As reported by The Guardian:
Nine experts including Michael Powers, a QC and former coroner, and Julian Blon, a professor of intensive care medicine, said in a letter to the Times that the official cause of death – haemorrhage from the severed artery – was “extremely unlikely”.

“Insufficient blood would have been lost to threaten life,” they said. “Absent a quantitative assessment of the blood lost and of the blood remaining in the great vessels, the conclusion that death occurred as a consequence of haemorrhage is unsafe.”

This comes after Kelly’s closest female confidante recently told the Daily Mail:
He was unable to use his right hand for tasks requiring strength because of a painful injury to his right elbow.

According to American military linguist Mai Pederson, when she dined with Dr Kelly at a Washington restaurant in the spring of 2003, the hand’s grip was so weak that he struggled to get a knife through a steak he had ordered.

Kelly’s body was found in woods close to his Oxfordshire home in 2003, shortly after he denied the government’s claim that Iraq had weapons of mass destruction which could be fired within 45 minutes.

Lord Hutton concluded that “the principal cause of death was bleeding from incised wounds to his left wrist which Dr Kelly had inflicted on himself with the knife found beside his body”.

However the unpublished medical and scientific records relating to Dr Kelly’s death – including the post-mortem report and photographs of his body – have been classified for 70 years. This means we have to take the government’s word for it.

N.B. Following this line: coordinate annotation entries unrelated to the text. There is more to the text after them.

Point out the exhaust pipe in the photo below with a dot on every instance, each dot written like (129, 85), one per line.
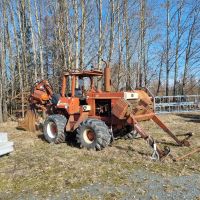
(107, 77)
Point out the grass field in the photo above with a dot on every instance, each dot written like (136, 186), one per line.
(124, 170)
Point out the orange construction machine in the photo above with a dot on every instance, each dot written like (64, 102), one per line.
(95, 116)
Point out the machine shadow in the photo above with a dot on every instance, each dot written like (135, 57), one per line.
(190, 117)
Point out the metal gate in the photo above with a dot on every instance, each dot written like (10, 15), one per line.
(177, 104)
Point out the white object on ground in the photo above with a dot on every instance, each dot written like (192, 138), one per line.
(5, 146)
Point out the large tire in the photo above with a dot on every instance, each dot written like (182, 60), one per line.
(54, 129)
(93, 134)
(130, 133)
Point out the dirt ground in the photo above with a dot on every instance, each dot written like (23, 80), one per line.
(124, 170)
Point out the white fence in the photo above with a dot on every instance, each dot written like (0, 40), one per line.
(176, 104)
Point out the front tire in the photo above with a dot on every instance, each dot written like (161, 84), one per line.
(54, 129)
(93, 134)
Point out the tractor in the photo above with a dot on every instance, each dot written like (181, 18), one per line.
(95, 116)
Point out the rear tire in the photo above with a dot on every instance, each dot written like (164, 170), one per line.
(130, 133)
(54, 129)
(93, 134)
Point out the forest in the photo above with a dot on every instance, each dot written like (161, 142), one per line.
(148, 43)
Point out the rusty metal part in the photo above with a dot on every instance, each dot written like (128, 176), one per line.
(28, 123)
(187, 155)
(149, 139)
(116, 109)
(183, 142)
(107, 77)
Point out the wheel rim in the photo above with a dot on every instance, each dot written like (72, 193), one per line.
(89, 136)
(52, 130)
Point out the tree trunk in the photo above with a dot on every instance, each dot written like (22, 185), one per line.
(40, 41)
(33, 42)
(167, 50)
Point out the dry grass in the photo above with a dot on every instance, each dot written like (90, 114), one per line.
(42, 169)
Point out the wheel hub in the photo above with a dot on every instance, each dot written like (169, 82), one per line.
(52, 130)
(89, 136)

The doctors who have over-viewed the case believe the fact that his death certificate states he was ‘Found dead at Harrowdown Hill, Longworth, Oxon’ rather than confirming this was the place of death, supports suspicions that he died elsewhere and was moved to this location following death.

However Professor Guy Rutty, of Leicester University, believes this is semantics and there was lack of blood because it: “could have gone straight into the ground.”